Depuis le 24 février 2022, des
milliers de victimes de la guerre fuient l’Ukraine passant par la Pologne, la
Moldavie, la Hongrie et continuent leur chemin vers d’autres états européens.
Il est acquis que les personnes
arrivant aux frontières puissent, le plus facilement possible, passer dans un
autre pays membre, pour rejoindre de la famille ou des amis.
En effet, la commission européenne
rappelait le 8 Mars 2022 qu’il existait de multiples catégories d’entrants
parmi lesquels des citoyens de l’UE, des réfugiés reconnus par l’Ukraine, mais
aussi des étudiants et travailleurs de nombreux pays ; elle rappelait
qu’ « il est capital que
toutes les personnes qui fuient l’agression de la Russie en Ukraine, sans
exception, soient traitées avec le plus grand respect et le plus grand
soin ».
Le Conseil de l’Union Européenne a
décidé d’actionner, le 4 mars 2022, le dispositif exceptionnel de protection
temporaire prévu à l’article 5 de la directive du 20 Juillet 2001.

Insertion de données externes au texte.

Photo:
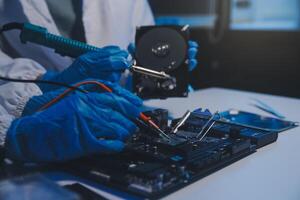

La circulaire ministérielle adressée le
10 mars 2022 à tous les préfets précise le champ d’application de la décision
du Conseil de l’Union :
-
Les ressortissants ukrainiens y résidant avant
le 24 février 2022
-
Les ressortissants des pays tiers bénéficiant
d’une protection internationale ou nationale équivalente
-
Les ressortissants de pays tiers résidant
régulièrement en Ukraine « sur la base d’un titre de séjour
permanent en cours de validité délivré conformément au droit ukrainien et qui
ne sont pas en mesure de rentrer dans leur pays d’origine dans des conditions
sûres et durables » ; pour
l’application de ces dispositions, vous convoquerez l’intéressé à un
entretien au cours duquel vous procèderez à l’examen de sa situation
individuelle.
-
Les membres de famille
La Commission européenne, dans une publication
du 21 Mars 2022 a rappelé que tant les personnes ayant droit à la protection
temporaire que celles qui n’y ont pas droit peuvent bénéficier du regroupement
familial.
Elle précise encore que les personnes
qui n’auraient pas droit à une protection temporaire et qui seraient en mesure
de retourner dans leur pays d’origine dans des conditions sures et durables devraient
être admises dans l’Union, même si
elles ne remplissent pas toutes les conditions d’entrée fixées par le code
frontières Schengen, afin que leur passage sur en vue de leur retour soit
assuré.
Il est donc de votre responsabilité de
garantir aux ressortissants non-ukrainiens fuyant les bombardements russes, un
entretien individuel et l’étude de leurs droits. Encore faut-il les laisser entrer
sur le sol français !
Or, plusieurs dizaines de
ressortissants de pays tiers fuyant l’Ukraine, ont, nonobstant ces directives
et recommandations, été refoulés à la
frontière franco-italienne par les agents de la Police de l’Air et des
Frontières placés sous votre responsabilité, en total contradiction avec les
décisions de l’Union Européenne et des engagements de la France.
Nous avons été alertés sur la gravité
de ces exactions, et avons été informés de source sure des réponses données par
un agent de la PAF, sur l’une de ces situations :
« Ils
ne sont pas ukrainiens, ils sont xxxx (…) Le plus court chemin pour XXXX, c’est
pas la France, c’est de l’autre côté. Ils repartent d’où ils viennent.
On
a des instructions.
(…)
Les Ukrainiens y’a pas de soucis, ceux qui sont pas ukrainiens, c’est comme ça.
C’est la loi. »
Ces pratiques vont à l’encontre d’un
traitement digne et respectueux des exilés fuyant la guerre en Ukraine. Elles
constituent une privation manifeste de leurs droits. Elles établissent une
discrimination intolérable et un tri honteux entre ukrainiens et non
ukrainiens.
Nous vous demandons de faire appliquer,
sans délais et sans dévoiement, la décision du Conseil de l’Europe éclairée par
la circulaire du 10 mars 2022 et la communication de la Commission européenne
du 21 Mars 2022 et de donner les instructions en ce sens aux services de la
Police aux Frontières.
Nous vous prions de croire, Monsieur
Le Préfet, à l’expression de notre parfaite considération.
Habitat et citoyenneté, la Ligue des Droits de l’Homme, le Syndicat des Avocats de France, et Tous citoyens.